CBC/Radio-Canada president and CEO Catherine Tait says the public broadcaster had no choice but launch legal action against the federal Conservative Party over its use of CBC/Radio-Canada materials in partisan advertising. (iStock)

CBC defends decision to sue Conservative Party over election ads

Journalistic independence is such an important principle that Canada’s public broadcaster had no choice but to launch legal action against the Conservative Party for using excerpts of its on air reports and programs in partisan advertising, says the head of the Canadian Broadcasting Corporation (CBC).

“All public broadcasters depend on public trust,” CBC/Radio-Canada president and CEO Catherine Tait said in a statement released Wednesday. “They can’t exist without it. People must have confidence that the public broadcaster and its journalists are impartial; that they exist to serve the public and not the government or any political party.”

That’s the reason why CBC/Radio-Canada, like other media organizations, does not allow any political party to take excerpts of its journalism and use them out of context, in partisan advertising, Tait said.

“Using our content, and footage of our journalists out of context, risks creating the impression that CBC/Radio-Canada supports the messages in the advertising,” Tait said. “Even worse, it leverages our reputation for trust and impartiality in order to give legitimacy to a partisan position.”

A matter of public trust

Such partisan use of CBC/Radio-Canada materials can undermine the public’s trust and is particularly dangerous in a digital environment where news organizations are increasingly attacked by actors who want to weaken support for credible, trusted news, she added.

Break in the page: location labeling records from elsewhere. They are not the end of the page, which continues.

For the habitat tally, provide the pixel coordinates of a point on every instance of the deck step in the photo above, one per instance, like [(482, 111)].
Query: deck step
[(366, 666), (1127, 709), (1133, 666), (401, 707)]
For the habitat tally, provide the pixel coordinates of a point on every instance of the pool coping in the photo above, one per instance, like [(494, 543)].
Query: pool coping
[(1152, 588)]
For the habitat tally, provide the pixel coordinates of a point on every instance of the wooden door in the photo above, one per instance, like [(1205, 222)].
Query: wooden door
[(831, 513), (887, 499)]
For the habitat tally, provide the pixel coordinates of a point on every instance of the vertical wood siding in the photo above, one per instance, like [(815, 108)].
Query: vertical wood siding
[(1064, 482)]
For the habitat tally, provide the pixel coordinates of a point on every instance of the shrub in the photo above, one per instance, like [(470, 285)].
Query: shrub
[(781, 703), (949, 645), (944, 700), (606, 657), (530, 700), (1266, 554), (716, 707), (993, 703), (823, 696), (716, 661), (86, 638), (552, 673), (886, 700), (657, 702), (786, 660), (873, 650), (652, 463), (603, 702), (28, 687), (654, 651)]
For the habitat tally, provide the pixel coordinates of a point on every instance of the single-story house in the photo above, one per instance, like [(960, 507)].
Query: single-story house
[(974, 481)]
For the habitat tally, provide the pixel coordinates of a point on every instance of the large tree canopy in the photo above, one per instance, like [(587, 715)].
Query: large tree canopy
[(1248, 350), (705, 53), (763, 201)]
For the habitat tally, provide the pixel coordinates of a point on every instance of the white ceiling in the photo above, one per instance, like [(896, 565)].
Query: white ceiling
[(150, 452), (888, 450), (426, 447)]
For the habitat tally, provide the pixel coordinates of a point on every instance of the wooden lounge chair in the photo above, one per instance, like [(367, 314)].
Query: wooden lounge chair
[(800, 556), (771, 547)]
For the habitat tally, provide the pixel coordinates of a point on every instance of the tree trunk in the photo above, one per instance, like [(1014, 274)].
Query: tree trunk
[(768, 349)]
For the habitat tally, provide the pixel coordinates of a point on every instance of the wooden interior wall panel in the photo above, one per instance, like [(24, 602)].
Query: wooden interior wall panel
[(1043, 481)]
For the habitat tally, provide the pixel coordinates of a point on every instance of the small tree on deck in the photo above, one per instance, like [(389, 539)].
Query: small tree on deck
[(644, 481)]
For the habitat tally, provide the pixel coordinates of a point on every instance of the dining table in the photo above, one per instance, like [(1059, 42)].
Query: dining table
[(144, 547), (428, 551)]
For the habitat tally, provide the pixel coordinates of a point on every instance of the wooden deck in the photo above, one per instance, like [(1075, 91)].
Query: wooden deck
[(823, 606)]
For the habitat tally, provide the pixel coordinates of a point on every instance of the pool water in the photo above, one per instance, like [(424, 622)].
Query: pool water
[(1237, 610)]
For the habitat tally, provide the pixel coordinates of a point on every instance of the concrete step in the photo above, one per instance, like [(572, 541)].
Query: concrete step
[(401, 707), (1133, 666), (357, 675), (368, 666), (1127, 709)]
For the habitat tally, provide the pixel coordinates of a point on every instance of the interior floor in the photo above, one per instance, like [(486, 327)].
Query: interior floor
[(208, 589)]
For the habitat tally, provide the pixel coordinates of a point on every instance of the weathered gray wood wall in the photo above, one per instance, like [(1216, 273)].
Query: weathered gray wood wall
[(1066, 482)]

“CBC/Radio-Canada does not take sides in election campaigns,” Tait said. “But if we allow our material to be used for partisan purposes, then we risk appearing to have done precisely that.”

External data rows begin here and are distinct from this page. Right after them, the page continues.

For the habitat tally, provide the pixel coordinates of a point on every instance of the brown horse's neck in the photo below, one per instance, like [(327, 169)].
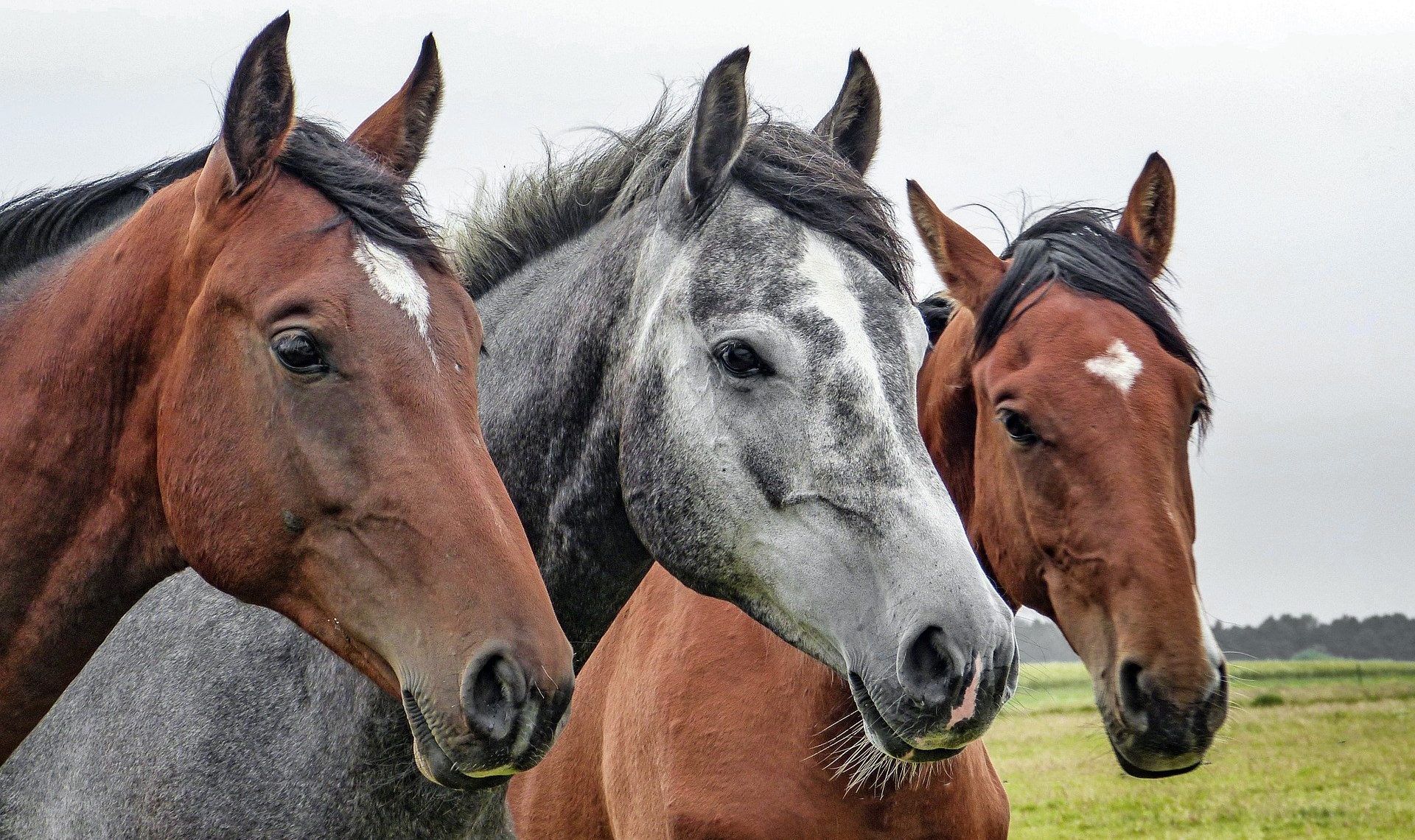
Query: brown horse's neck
[(84, 535)]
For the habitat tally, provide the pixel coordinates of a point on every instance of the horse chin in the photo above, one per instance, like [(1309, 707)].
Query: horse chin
[(1142, 764), (436, 766), (1132, 770), (884, 737)]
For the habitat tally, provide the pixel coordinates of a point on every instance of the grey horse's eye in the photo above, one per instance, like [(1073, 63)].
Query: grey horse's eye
[(739, 360)]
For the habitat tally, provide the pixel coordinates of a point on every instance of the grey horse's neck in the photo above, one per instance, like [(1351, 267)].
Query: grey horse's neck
[(548, 409)]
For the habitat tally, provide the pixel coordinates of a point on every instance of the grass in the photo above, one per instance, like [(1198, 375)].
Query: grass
[(1318, 749)]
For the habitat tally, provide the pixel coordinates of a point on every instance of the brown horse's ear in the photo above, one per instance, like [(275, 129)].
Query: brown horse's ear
[(1150, 215), (259, 108), (967, 266), (852, 126), (719, 129), (396, 133)]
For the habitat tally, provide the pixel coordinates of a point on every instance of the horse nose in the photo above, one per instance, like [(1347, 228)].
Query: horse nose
[(495, 692), (1150, 712), (934, 673)]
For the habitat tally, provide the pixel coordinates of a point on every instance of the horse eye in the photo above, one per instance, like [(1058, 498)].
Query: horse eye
[(299, 352), (739, 360), (1018, 427)]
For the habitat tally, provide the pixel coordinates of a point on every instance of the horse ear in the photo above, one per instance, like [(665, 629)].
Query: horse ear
[(1150, 214), (967, 266), (259, 106), (852, 126), (396, 133), (719, 129), (937, 312)]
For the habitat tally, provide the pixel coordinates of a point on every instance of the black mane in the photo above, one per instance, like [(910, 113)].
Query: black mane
[(1080, 249), (789, 167), (44, 224)]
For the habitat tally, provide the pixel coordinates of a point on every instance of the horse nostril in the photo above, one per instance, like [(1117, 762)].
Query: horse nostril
[(929, 671), (1133, 699), (493, 693)]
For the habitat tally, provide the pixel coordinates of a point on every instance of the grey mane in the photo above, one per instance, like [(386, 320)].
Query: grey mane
[(792, 169)]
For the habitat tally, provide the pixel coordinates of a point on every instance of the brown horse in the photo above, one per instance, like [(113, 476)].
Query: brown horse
[(268, 372), (1058, 405)]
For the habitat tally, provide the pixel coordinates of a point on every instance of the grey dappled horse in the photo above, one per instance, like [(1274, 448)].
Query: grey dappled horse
[(699, 350)]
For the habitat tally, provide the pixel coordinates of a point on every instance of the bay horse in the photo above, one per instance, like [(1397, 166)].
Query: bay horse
[(268, 372), (1058, 403), (702, 350)]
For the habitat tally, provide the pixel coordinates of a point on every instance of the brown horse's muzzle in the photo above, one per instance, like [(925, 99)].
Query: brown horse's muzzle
[(510, 720), (1150, 733)]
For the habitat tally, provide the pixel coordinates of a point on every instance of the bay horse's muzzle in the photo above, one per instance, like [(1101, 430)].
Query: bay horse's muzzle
[(511, 721), (1159, 737)]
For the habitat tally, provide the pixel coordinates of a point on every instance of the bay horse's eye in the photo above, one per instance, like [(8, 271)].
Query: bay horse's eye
[(299, 352), (1018, 427), (739, 360)]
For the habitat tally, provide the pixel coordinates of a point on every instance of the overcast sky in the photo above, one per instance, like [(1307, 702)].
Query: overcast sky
[(1290, 126)]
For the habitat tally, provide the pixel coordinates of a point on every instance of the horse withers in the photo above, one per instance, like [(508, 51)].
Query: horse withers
[(269, 374), (1061, 429)]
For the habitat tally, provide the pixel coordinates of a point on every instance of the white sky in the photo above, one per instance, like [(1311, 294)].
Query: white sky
[(1290, 127)]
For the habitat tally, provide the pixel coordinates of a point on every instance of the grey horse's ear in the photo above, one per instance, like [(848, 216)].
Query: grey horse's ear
[(719, 129), (852, 126)]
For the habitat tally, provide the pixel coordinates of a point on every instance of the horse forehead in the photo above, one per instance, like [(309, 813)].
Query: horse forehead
[(1080, 346)]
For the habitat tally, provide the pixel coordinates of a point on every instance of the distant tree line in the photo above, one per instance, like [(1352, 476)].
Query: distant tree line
[(1304, 637), (1285, 637)]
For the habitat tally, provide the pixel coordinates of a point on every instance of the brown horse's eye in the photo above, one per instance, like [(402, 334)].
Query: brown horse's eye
[(1018, 427), (299, 352)]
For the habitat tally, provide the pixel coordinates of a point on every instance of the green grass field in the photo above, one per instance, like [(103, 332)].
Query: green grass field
[(1310, 750)]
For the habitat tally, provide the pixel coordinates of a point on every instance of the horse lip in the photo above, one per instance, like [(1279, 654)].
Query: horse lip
[(884, 737), (433, 761), (1132, 770)]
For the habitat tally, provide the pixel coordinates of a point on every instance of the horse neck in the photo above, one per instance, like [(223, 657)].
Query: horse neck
[(555, 332), (947, 410), (84, 533)]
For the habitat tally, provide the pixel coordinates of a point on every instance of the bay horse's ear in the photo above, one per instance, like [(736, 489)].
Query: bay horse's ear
[(1150, 214), (396, 133), (719, 129), (967, 266), (259, 106), (852, 126)]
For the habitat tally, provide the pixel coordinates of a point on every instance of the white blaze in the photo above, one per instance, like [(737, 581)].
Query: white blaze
[(1117, 365), (838, 303), (395, 280)]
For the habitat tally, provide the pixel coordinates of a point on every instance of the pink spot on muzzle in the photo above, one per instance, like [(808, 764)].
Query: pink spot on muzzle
[(970, 703)]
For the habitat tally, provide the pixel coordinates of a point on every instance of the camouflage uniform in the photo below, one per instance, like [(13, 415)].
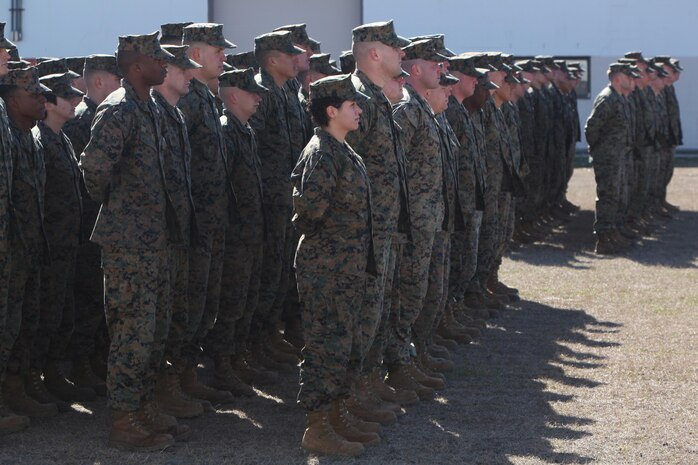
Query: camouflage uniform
[(89, 293), (62, 223), (422, 144), (28, 248), (244, 241), (608, 133), (471, 185), (177, 165), (332, 211), (132, 228), (213, 202), (377, 142), (439, 268), (5, 207), (272, 124)]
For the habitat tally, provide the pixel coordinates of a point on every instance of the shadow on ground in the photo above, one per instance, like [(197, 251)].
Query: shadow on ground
[(668, 245)]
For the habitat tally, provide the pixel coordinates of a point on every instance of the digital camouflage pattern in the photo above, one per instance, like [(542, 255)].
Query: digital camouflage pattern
[(377, 142), (63, 226), (332, 212), (28, 248), (608, 132), (244, 242)]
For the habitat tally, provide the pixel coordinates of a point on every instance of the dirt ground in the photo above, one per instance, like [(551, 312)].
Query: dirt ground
[(597, 364)]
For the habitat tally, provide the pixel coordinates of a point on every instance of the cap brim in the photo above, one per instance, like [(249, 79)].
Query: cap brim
[(397, 42), (4, 43)]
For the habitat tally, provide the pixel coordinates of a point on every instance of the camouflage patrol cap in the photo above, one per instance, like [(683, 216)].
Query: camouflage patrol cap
[(61, 86), (340, 87), (21, 64), (243, 79), (25, 78), (675, 63), (466, 65), (179, 57), (299, 35), (281, 41), (172, 33), (4, 43), (145, 44), (55, 66), (76, 64), (14, 54), (423, 50), (100, 62), (320, 63), (485, 82), (447, 79), (208, 33), (242, 60), (439, 44), (383, 32), (347, 62), (624, 68)]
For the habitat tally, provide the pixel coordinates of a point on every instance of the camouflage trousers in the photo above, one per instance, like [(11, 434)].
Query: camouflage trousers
[(9, 323), (89, 300), (331, 355), (180, 332), (23, 306), (391, 303), (276, 266), (609, 167), (205, 273), (666, 170), (57, 307), (487, 242), (373, 309), (464, 247), (414, 282), (437, 293), (241, 279), (137, 307), (639, 196)]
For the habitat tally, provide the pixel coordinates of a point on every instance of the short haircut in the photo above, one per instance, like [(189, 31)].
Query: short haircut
[(318, 109)]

She said the public broadcaster made clear to all political parties at the start of the current election campaign that it will not tolerate the use of CBC/Radio-Canada content in partisan ads and it would take action against any party if that happened.

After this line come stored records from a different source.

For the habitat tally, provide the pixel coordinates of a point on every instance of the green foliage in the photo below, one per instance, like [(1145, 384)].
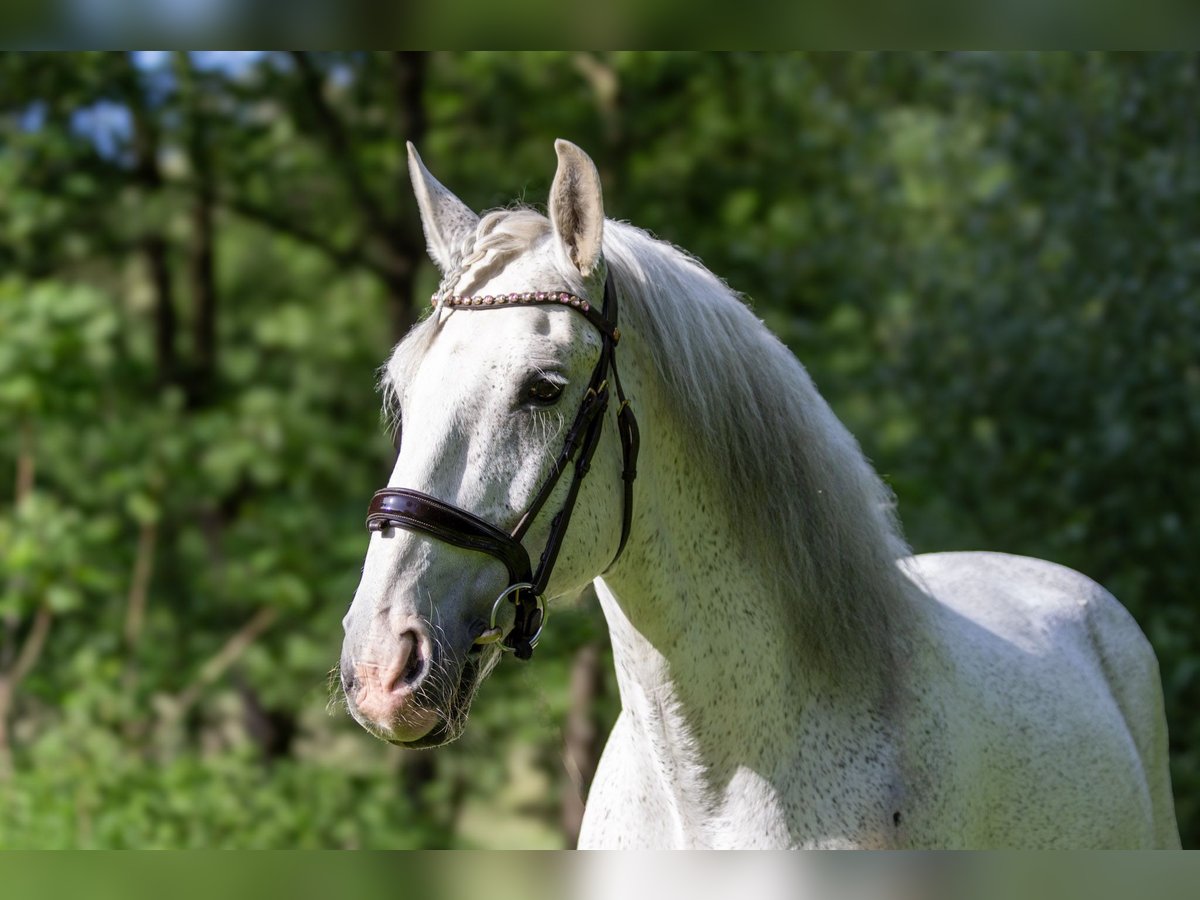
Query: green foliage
[(989, 262)]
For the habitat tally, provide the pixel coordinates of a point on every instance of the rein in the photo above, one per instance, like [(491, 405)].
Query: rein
[(413, 510)]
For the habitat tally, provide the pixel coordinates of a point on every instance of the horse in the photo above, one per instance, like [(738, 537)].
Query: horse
[(790, 676)]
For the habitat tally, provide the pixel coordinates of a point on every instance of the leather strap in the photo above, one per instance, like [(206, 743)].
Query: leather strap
[(421, 513)]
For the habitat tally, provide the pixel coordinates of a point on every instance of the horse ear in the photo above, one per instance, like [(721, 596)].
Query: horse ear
[(576, 207), (447, 220)]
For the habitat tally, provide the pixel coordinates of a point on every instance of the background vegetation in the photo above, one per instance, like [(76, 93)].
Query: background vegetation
[(990, 264)]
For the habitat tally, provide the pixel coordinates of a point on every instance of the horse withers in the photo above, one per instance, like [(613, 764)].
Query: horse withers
[(790, 676)]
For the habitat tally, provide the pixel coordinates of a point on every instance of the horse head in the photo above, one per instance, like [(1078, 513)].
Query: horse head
[(499, 391)]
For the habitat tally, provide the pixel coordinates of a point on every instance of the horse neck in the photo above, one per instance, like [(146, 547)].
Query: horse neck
[(705, 643)]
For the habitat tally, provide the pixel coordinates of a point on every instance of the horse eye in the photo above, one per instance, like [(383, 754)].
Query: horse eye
[(544, 391)]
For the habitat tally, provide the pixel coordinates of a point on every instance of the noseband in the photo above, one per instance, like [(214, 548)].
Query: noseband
[(413, 510)]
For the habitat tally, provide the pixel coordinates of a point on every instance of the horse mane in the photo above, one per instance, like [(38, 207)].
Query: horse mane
[(811, 511)]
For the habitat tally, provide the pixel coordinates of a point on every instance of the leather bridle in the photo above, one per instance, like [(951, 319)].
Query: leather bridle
[(413, 510)]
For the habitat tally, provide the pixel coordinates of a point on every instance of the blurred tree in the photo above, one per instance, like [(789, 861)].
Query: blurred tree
[(989, 262)]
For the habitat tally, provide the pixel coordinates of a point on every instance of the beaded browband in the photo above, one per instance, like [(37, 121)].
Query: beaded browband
[(532, 298)]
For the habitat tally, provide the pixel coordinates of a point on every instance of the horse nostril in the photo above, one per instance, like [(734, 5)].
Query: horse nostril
[(418, 658)]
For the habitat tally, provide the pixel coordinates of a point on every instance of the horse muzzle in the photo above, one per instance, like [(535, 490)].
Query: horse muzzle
[(387, 683)]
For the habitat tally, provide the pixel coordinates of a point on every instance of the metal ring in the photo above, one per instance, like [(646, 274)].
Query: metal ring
[(504, 595)]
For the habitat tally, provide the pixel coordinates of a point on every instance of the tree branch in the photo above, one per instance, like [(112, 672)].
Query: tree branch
[(279, 221), (225, 658), (31, 648), (340, 145)]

However, on Oct. 4, the Conservative Party published a video on its website, Facebook page and YouTube page. The video contained excerpts from an “At Issue” segment from CBC’s The National; a comment from a CBC journalist on Power and Politics and commentary from The National.

It also contained two excerpts from a CBC Politics broadcast of a town hall event, which were edited to appear as if they were a single segment.

“This was a ‘mashup’ of our journalistic content to serve a partisan purpose,” Tait said, adding that the excerpts were taken out of context.

A partisan tactic

On Oct. 7 and 8, the Conservative Party published a series of tweets on its English and French Twitter accounts including video excerpts from the English-language Federal Leaders’ Debate, one of them with the CBC News Network logo, and the Party’s own commentary.

This misuse of CBC/Radio-Canada content risked distorting the public broadcaster’s impartial role in the political process, Tait argued.

On Oct. 7 and 8, CBC/Radio-Canada wrote to the Conservative Party requesting that they stop using CBC/Radio-Canada material in their political advertising and partisan messages, Tait said.

The Conservative Party did not comply and it was only after CBC/Radio-Canada threatened to seek a court injunction to stop their continued use, that they removed the ads and tweets on Oct. 10, Tait said.

“This tactic of publishing material without permission, for several days, and then complying with the rules only when faced with Court action, also serves a partisan interest,” she said.

During the 2015 election campaign, several parties used CBC/Radio-Canada content in partisan advertising.

Not ‘fair dealing’

Tait also defended including the names of The National co-host Rosemary Barton and parliamentary bureau reporter John Paul Tasker as applicants in the filing, along with the corporation in the legal action against the Conservative Party.

Critics of that move by the CBC management say it damaged the perception of impartiality of these journalists, especially since Barton was one of the moderators of the English-language leaders’ debate.

“We do not agree, and in the interest of clarity, we are removing their names from the court application,” Tait said. “It is CBC/Radio-Canada that is taking this action in order to protect the independence of our journalists. We have absolute confidence in their ability to report fairly and to hold politicians – all politicians – to account on behalf of Canadians.”

Critics of CBC’s legal action also argue that under the “fair dealing” exemption contained in Canada’s Copyright Act, parties should be able to use journalistic material created by the public broadcaster, which is financed by the taxpayers’ money, for partisan ads.

Tait said the use of CBC/Radio-Canada materials for partisan ads does not fit the definition of “fair dealing” and it meets none of the exemptions permitted under the Act.

“No organization wants to take any political party to court,” she said. “We have made every effort to avoid having to take this action. But the likelihood of a repeat of this tactic even during the current campaign, and the damage it can do to the confidence Canadians have in our journalism, requires that we respond.”